The Thane-based Aatman Academy has a dedicated and supportive team of around 24 facilitators who ensure that the students’ strengths are developed and weaknesses are remedied. This makes way for high self esteem and lasting self confidence. It is a place where “the joy of the journey is as important as the drive towards the destination!” Patil exclaims.
As of today, Aatman has over 70 children from Thane, Kalyan, Mira Road and Mulund, Bhandup and Kanjurmarg areas, studying there. The school adopts the Maharashtra state board curriculum and has celebrated the success of 46 Class X students who cleared their exam with distinction in the last five academic years. “At every step, our core philosophy has been to provide the students with whatever they need to improve their learning and never compromise on the respect and sensitivity they deserve, while doing so,” says Patil.
HOW IT WORKS
Aatman ensures that learners are happy and safe, both physically and psychologically, as they go about their learning journey in a joyful way. “It is the only school of its kind in the entire state,” Patil says. The three core models on which the school works are the ‘hospital’, ‘hospitality’ and the ‘pre-school’.

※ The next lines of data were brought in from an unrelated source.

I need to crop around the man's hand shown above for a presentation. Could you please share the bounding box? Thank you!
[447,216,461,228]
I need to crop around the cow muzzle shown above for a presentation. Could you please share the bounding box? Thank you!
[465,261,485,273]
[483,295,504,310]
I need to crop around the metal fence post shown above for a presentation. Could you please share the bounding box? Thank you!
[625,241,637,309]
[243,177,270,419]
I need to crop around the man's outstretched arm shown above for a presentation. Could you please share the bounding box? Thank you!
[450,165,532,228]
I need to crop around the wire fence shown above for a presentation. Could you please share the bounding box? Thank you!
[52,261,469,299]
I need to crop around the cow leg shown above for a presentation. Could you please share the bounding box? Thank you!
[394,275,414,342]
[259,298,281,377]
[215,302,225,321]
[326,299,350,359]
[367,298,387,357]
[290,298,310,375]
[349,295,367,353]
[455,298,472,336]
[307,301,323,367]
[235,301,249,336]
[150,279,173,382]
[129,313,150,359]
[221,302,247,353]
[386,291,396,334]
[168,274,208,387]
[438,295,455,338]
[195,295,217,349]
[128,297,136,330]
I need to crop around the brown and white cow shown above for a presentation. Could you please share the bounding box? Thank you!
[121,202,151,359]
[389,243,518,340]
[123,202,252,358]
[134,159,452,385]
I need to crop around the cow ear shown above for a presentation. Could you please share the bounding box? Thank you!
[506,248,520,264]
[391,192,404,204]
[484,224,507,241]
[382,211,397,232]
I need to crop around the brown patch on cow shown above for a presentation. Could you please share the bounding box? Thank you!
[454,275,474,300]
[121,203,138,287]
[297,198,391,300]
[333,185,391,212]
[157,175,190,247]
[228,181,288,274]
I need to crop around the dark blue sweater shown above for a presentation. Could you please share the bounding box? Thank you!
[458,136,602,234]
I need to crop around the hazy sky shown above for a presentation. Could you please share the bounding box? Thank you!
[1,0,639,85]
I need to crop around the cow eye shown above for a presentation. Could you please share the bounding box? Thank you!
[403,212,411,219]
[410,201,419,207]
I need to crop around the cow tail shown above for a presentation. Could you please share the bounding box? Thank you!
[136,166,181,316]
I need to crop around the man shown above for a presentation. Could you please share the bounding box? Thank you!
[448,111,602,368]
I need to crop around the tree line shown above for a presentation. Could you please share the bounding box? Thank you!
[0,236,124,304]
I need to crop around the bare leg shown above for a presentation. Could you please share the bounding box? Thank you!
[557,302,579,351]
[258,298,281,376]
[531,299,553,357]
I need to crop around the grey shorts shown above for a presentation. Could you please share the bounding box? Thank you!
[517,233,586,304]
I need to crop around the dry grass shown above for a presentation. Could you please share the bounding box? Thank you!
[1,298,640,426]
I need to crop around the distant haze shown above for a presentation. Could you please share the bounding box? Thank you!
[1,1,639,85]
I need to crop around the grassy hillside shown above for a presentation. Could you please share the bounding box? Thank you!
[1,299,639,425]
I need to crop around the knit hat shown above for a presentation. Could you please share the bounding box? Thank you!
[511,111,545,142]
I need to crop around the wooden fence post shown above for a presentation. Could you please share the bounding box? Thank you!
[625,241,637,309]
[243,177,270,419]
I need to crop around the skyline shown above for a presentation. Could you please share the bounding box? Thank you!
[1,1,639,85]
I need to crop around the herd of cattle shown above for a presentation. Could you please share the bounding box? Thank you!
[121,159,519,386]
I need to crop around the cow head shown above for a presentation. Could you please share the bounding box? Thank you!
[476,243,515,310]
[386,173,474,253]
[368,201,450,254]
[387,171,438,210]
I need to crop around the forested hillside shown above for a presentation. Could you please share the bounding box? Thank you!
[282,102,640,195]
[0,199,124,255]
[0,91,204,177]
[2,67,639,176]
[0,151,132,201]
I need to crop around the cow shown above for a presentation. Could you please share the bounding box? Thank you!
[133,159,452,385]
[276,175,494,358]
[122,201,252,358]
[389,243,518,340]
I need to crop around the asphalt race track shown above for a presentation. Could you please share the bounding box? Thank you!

Explaining the models, Patil says, “We ensure that the child is treated with as much care as a patient is treated in a hospital. And, just like the hospitality industry works, he will be treated with respect and politeness. Nobody complains about a child’s behaviour here. The pre-school model indicates that the techniques of teaching used at pre-school are continued right up to secondary school, so that learning continues to be simple and fun.”
She says that the students at Aatman do not use any textbooks up to Class VIII. ‘Close the books and open the minds’, that’s the concept. The first week at the Aatman Academy is called the Aatman Welcome Week (AWW) where children just have fun. They are asked what they want to learn. Out of which, three to four areas are chosen and then the entire curriculum is designed around them. “From Maths to Geography, everything is taught through the lens of their interest areas,” Patil explains, giving an instance of how a group of students was taught a topic while they were drawing mehendi designs on each other’s hands.

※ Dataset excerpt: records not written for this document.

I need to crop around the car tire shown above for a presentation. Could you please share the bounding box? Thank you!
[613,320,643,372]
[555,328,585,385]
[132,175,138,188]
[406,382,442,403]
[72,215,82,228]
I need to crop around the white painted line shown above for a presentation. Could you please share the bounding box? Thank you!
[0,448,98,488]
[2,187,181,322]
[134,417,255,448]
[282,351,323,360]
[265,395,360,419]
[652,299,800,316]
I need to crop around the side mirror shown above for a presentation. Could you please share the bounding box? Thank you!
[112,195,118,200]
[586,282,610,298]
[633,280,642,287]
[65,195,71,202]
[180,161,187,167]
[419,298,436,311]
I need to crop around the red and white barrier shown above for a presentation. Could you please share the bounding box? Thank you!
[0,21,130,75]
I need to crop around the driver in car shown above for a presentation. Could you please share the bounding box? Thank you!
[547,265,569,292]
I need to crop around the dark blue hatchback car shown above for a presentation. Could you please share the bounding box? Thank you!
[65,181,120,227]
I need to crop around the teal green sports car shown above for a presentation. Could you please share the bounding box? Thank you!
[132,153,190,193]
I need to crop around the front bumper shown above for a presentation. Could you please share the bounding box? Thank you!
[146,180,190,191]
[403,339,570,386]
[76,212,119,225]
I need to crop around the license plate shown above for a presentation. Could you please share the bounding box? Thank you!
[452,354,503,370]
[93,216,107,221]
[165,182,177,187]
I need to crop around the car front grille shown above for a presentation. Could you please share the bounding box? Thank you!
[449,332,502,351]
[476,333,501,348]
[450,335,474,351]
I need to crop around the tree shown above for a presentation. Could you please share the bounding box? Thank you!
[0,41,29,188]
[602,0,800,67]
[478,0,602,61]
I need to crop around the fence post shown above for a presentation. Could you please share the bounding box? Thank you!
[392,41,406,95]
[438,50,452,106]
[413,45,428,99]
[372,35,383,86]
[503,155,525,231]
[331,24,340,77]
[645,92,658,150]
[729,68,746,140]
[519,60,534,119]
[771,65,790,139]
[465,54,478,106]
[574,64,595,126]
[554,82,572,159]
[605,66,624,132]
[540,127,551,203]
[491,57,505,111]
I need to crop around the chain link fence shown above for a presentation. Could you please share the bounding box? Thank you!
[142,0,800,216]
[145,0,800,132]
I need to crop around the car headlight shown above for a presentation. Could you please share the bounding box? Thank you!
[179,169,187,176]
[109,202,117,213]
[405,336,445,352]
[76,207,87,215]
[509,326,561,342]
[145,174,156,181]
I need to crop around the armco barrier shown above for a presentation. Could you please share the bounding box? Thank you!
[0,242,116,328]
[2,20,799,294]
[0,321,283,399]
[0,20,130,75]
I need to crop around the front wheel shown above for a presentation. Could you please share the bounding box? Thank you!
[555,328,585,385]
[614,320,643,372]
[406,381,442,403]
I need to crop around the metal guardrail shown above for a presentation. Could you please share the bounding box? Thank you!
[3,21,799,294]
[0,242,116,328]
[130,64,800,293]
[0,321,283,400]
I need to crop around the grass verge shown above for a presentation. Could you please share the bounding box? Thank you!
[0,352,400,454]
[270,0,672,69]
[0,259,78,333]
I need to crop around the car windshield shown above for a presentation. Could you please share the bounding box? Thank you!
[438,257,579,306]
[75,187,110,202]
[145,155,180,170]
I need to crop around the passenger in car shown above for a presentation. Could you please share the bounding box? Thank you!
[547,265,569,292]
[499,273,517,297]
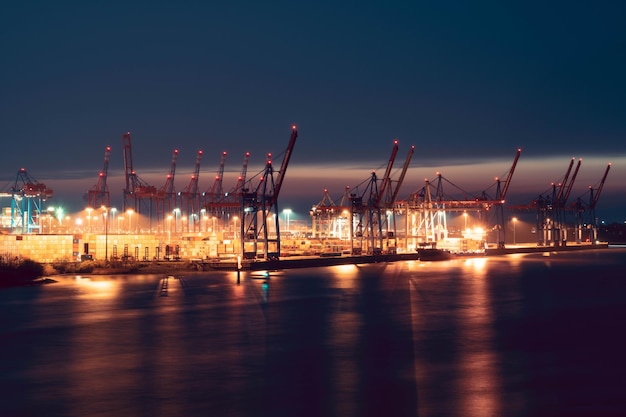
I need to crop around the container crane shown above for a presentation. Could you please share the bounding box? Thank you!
[87,146,111,209]
[122,132,157,230]
[386,144,415,253]
[205,151,227,218]
[233,152,250,195]
[351,140,399,256]
[179,150,203,232]
[10,168,53,233]
[156,149,179,225]
[575,163,611,242]
[242,125,297,260]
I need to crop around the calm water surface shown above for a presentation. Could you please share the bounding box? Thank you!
[2,248,626,417]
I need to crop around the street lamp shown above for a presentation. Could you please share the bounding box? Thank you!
[101,206,109,261]
[173,208,181,233]
[126,209,134,234]
[463,211,468,230]
[233,216,239,239]
[86,207,93,232]
[110,208,117,232]
[282,208,292,231]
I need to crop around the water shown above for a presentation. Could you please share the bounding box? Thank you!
[2,248,626,417]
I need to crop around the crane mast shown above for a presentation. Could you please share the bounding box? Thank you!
[241,126,298,260]
[270,125,298,206]
[10,168,53,233]
[234,152,250,193]
[87,146,111,208]
[390,145,415,206]
[121,132,157,229]
[180,150,203,232]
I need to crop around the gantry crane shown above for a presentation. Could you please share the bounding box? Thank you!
[350,140,400,255]
[204,151,227,218]
[179,150,203,232]
[156,149,179,226]
[513,157,583,246]
[10,168,53,233]
[122,132,157,231]
[242,126,297,260]
[87,146,111,209]
[575,163,611,242]
[407,148,521,250]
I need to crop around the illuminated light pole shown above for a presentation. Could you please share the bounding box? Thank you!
[463,211,468,230]
[167,215,173,242]
[102,206,109,261]
[282,208,292,231]
[86,207,93,232]
[233,216,239,239]
[512,217,517,245]
[201,209,207,233]
[126,209,134,234]
[110,208,117,232]
[173,208,181,233]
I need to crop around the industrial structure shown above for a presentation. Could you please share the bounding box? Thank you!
[0,125,616,264]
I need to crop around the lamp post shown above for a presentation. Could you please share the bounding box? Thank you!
[110,208,117,232]
[102,206,109,261]
[86,207,93,232]
[463,211,468,230]
[126,209,134,234]
[233,216,239,239]
[282,208,292,231]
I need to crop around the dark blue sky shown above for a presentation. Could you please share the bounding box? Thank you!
[1,1,625,221]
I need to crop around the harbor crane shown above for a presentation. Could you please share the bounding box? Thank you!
[122,132,157,230]
[156,149,179,226]
[87,146,111,209]
[204,151,227,218]
[179,150,203,232]
[574,163,611,242]
[242,126,297,260]
[10,168,53,233]
[407,148,521,250]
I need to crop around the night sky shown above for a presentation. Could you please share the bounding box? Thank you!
[1,1,625,222]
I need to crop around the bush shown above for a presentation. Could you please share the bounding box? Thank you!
[0,256,45,286]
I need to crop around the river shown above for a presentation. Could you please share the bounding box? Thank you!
[1,248,625,416]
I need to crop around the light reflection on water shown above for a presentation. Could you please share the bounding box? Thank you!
[2,249,626,416]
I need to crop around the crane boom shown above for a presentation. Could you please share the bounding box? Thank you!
[591,163,611,208]
[377,140,399,206]
[234,152,250,192]
[390,144,414,205]
[209,151,227,198]
[183,150,203,195]
[87,146,111,207]
[499,148,521,201]
[272,126,298,205]
[122,132,134,193]
[562,158,582,206]
[555,157,575,205]
[159,149,179,195]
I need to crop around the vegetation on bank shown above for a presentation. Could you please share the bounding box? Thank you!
[0,256,45,287]
[50,259,203,275]
[1,256,205,289]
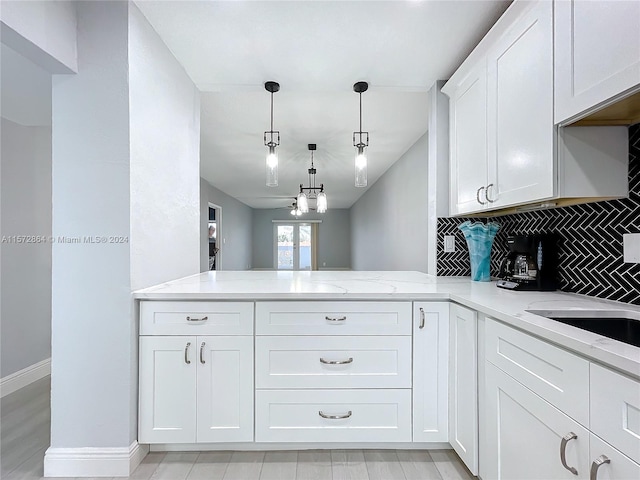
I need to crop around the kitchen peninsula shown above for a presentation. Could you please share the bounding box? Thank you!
[134,271,640,478]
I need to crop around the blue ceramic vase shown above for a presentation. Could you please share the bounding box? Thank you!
[458,220,500,282]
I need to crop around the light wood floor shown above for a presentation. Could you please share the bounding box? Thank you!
[1,377,474,480]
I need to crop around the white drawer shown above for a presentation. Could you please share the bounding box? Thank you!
[255,336,411,389]
[255,301,412,336]
[255,389,411,442]
[590,434,640,479]
[140,301,253,335]
[590,363,640,464]
[485,318,590,426]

The focus is on experiential learning and the exams are project based or open-book. “We ask students what they would want to create and conceptualise it at home. They then get all the material they need to school and make it here. Based on their project, they have a viva. This is their exam,” elaborates Patil.
She adds that the kids show considerable progress in overcoming their learning disabilities. “We look at disability in a very matter-of-fact manner. Their disability is neither brushed under the carpet nor focussed on. Disability is simply less ability, we tell them and let them be,” Patil says.

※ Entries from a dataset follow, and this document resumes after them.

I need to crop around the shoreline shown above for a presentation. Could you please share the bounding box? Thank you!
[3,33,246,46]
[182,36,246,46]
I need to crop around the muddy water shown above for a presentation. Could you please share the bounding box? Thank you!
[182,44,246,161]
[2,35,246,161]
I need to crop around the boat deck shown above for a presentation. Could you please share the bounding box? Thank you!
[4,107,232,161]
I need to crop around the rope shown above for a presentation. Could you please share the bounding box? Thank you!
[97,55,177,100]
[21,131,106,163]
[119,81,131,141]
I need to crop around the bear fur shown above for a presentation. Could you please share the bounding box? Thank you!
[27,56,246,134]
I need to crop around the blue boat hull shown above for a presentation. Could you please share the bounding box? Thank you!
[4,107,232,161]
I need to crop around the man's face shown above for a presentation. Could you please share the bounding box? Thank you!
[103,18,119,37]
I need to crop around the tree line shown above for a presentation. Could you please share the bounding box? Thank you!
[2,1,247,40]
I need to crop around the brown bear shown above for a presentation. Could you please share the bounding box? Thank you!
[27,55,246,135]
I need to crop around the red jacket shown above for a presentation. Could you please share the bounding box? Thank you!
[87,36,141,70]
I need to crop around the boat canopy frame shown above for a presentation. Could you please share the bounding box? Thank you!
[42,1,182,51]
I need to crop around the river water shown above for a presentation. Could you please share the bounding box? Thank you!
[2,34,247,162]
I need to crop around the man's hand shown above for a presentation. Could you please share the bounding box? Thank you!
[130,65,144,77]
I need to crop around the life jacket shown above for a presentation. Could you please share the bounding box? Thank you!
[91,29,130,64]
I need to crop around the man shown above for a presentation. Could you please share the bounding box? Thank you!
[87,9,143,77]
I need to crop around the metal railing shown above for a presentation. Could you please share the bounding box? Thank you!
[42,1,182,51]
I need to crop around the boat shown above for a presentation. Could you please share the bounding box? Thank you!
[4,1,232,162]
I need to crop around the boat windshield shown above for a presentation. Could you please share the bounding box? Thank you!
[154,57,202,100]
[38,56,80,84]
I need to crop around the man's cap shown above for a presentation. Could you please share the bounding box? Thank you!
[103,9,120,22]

Patil has also approached the state government in a bid to promote this model of education. She is now an educational consultant to the Maharashtra state education department and will soon visit all eight administrative divisions of the state, training around 50-60 teaching professionals in each division.
“The idea is to adopt a universal design of learning. People need to be taught inclusive teaching. I will train one person in each division to monitor the process so that s/he can take over the role of Manjushree Patil there,” signs off the optimistic lady.